The bill is not LGBT-specific. Rather, it adds to the current code, which already contains LGBT protections along with several other identity categories. The amendment would mandate education, emotional support, counseling and other community-based solutions intended to address root causes of bullying.
Cassidy said she believes the bill was voted down because some conservatives equated the bill with her own sexual orientation.
"It's not a gay bill," Cassidy said. "The bigger message is just how far the anti-gay forces will go."
Leading up to the vote, the Illinois Family Institute, an anti-gay organization, rallied against the bill, citing support from LGBT groups and Cassidy.
"All the various organizations committed to using public schools to normalize homosexuality are trying to make the case that opposition to their anti-bullying laws, policies, and programs constitutes support for bullying, and our lawmakers are falling for it," the institute wrote on its website.
The organization specifically names support from Equality Illinois, the American Civil Liberties Union and the Illinois Safe Schools Alliance, which works with LGBT youth, as proof that the bill is the work of LGBT activists.
LGBT groups have voiced support for the bill in the recent weeks.
But Sarah Schriber, policy director for the Illinois Safe Schools Alliance, pointed out that the bill had widespread support, including the backing of Prevent School Violence Illinois, a coalition of more than 50 groups that supported the passage of anti-bully legislation in 2010.
"On the one hand, I can't image why [it was voted down]," said Schriber. "It's such a straightforward administrative bill."
Schriber contended that opponents singled out LGBT protections from a long list of protected groups when they voted against the measure.
Cassidy said that conservatives who had negotiated amendments to the bill went back on their word when they voted against it.
"They have attempted at every step of the way to take out protections for gay kids," she said.
However, supporters say the bill is not dead yet.
State Sen.
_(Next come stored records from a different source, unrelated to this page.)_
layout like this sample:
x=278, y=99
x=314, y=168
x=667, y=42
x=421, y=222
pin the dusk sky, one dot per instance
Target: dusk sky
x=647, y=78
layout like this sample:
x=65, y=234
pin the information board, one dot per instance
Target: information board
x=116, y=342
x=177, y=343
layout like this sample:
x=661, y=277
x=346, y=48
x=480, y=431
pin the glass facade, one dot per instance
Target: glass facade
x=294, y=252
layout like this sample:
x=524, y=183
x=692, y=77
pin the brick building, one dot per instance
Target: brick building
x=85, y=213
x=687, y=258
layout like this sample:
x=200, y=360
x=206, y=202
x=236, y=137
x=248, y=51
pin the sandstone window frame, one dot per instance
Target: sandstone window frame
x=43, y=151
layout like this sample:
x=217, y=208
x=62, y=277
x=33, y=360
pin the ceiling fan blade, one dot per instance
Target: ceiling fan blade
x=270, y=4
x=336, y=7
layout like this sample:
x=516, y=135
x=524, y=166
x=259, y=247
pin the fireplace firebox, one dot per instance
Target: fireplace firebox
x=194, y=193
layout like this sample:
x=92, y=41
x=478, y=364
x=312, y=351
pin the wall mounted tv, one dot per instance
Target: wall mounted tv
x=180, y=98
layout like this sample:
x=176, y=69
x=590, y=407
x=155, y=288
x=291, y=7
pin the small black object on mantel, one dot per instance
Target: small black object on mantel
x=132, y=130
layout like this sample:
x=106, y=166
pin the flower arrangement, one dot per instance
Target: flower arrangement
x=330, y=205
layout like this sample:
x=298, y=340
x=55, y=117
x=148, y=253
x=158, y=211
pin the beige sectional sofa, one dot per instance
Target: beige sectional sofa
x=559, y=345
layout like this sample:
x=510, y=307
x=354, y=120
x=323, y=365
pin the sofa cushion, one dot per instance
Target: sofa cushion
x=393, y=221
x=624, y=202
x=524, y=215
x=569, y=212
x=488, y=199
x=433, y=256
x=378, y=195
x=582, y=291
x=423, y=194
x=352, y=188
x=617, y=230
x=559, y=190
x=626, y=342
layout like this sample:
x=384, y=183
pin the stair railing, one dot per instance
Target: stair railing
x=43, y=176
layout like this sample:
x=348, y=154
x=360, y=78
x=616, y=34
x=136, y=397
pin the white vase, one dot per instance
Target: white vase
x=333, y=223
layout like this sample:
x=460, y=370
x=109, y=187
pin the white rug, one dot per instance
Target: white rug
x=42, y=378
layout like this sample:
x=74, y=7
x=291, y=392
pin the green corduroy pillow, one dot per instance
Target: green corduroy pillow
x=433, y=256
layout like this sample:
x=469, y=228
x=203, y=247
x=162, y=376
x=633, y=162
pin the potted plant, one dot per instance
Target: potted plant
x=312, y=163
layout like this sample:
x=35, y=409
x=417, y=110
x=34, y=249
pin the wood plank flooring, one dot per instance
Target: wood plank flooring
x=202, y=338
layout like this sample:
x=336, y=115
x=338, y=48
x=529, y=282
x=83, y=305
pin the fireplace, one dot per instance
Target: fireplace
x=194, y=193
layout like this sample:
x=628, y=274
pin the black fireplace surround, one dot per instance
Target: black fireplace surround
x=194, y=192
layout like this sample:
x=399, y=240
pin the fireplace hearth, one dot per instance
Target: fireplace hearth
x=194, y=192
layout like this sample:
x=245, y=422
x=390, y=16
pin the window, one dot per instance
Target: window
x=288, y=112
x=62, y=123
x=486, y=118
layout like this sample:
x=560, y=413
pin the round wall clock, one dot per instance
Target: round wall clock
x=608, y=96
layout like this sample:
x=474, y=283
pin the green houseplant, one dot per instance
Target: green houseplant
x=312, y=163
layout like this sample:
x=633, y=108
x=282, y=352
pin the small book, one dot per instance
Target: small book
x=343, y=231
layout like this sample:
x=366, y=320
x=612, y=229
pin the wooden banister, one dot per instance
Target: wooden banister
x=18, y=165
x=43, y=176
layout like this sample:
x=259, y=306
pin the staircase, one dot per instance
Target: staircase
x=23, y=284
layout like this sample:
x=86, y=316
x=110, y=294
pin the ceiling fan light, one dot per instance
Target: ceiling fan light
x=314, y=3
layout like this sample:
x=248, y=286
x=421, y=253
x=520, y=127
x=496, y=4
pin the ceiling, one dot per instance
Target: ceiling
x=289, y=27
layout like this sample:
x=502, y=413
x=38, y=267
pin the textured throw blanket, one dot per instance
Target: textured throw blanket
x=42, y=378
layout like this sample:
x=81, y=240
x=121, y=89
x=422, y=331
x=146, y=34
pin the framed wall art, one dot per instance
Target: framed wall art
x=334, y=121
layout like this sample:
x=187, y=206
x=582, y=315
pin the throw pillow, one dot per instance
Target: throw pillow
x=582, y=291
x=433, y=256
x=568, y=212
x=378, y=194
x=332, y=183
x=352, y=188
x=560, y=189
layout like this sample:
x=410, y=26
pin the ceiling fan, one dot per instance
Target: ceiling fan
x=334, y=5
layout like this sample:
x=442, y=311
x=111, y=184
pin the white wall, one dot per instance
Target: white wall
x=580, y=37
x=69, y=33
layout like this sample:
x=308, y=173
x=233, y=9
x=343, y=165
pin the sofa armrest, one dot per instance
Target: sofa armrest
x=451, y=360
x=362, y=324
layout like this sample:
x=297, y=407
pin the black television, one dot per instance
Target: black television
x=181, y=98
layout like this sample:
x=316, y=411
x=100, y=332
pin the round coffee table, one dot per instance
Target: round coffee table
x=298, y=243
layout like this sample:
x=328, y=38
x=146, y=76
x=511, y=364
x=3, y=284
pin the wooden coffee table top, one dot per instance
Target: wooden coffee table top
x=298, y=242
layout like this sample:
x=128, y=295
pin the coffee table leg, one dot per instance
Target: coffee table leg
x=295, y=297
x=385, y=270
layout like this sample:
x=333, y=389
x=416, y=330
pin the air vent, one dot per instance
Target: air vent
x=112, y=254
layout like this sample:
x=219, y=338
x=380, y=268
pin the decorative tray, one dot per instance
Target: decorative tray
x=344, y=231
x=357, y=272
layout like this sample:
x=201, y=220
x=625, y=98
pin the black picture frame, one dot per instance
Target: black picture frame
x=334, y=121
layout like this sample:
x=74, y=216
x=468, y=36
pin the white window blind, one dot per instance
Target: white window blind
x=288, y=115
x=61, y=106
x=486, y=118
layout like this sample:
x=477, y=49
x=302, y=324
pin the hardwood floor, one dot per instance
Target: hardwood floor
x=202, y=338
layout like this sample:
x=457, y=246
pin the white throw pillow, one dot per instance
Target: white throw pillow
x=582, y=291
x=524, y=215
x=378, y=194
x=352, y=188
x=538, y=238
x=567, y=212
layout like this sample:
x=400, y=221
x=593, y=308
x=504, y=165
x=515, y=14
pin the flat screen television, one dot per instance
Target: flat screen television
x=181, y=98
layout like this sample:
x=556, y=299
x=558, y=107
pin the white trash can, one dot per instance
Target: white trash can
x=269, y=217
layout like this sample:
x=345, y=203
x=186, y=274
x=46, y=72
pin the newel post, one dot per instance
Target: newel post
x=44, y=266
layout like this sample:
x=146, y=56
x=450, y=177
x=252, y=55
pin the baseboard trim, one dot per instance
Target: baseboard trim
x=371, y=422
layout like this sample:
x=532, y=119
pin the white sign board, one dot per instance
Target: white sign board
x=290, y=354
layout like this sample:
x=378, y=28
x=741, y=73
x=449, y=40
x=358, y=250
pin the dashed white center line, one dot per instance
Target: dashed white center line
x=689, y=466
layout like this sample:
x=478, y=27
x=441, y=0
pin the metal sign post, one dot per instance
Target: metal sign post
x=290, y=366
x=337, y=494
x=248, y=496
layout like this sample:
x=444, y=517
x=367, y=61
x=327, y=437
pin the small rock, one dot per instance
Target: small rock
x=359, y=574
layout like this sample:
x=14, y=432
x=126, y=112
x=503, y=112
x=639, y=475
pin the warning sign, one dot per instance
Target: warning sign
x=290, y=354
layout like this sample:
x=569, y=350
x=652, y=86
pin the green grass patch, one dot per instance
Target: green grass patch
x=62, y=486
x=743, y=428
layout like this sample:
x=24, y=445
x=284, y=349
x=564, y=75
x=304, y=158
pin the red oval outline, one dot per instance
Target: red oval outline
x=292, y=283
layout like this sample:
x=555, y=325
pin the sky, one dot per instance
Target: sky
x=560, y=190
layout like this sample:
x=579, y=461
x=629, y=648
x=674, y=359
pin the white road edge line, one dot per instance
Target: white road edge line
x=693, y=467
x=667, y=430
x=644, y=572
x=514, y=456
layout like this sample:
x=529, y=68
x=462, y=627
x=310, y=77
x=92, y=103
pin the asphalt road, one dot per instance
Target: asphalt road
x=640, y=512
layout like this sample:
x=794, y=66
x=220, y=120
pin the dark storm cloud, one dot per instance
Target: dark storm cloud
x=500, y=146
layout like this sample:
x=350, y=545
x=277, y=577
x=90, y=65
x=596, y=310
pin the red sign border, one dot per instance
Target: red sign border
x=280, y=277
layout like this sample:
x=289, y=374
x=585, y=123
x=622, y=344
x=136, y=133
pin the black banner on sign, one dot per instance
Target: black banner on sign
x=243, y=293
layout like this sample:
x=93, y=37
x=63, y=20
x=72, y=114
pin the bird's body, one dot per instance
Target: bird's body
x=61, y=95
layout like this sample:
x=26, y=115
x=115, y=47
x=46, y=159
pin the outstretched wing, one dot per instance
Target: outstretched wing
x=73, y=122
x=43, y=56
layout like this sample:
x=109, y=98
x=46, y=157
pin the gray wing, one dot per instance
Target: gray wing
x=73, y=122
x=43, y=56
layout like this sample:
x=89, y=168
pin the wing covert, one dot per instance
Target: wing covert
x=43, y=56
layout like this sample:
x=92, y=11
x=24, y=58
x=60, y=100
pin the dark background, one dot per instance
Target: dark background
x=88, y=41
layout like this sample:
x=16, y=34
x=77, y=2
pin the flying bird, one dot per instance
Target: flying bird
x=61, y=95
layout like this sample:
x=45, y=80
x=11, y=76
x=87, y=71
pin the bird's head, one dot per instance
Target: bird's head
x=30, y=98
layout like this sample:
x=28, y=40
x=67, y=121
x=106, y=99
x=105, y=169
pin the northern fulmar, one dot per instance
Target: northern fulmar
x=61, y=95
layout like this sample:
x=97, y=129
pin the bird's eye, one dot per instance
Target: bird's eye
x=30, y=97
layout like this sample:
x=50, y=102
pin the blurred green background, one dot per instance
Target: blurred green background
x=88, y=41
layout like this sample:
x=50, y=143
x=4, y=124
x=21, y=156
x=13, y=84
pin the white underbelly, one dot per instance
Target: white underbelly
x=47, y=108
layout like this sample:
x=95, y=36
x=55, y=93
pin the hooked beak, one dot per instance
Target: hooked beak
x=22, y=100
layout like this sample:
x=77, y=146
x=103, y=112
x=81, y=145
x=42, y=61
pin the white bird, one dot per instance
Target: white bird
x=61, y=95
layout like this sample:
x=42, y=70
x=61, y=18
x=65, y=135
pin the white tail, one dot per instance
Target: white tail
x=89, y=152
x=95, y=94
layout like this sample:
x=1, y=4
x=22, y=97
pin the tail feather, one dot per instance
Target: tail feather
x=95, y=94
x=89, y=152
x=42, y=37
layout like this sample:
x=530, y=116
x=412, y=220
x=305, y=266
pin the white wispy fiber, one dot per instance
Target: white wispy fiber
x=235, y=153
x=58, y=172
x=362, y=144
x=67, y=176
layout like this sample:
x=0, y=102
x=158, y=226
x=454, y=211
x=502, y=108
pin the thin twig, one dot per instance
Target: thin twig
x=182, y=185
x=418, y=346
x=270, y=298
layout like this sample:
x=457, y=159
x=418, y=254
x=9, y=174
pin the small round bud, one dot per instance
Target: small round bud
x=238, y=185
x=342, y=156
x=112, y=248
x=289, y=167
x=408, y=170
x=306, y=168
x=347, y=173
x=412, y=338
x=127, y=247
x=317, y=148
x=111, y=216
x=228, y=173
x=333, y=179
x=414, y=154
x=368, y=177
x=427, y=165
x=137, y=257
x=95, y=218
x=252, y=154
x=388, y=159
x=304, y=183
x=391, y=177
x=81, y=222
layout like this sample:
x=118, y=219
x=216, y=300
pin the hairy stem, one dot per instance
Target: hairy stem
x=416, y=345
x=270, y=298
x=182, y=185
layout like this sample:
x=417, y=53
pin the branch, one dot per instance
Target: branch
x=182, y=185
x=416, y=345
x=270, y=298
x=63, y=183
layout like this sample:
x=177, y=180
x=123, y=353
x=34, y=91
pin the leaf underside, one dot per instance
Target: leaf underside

Heather Steans postponed a vote, saving the legislation from defeat. The bill is headed back to the General Assembly before it returns to the Senate.
Cassidy believes the bill is still likely to pass by the end of the week. It was rejected by just one vote, and two supportive senators were not present for the vote, said Cassidy.
"But it's a weird time of year," she said. "Anything can happen."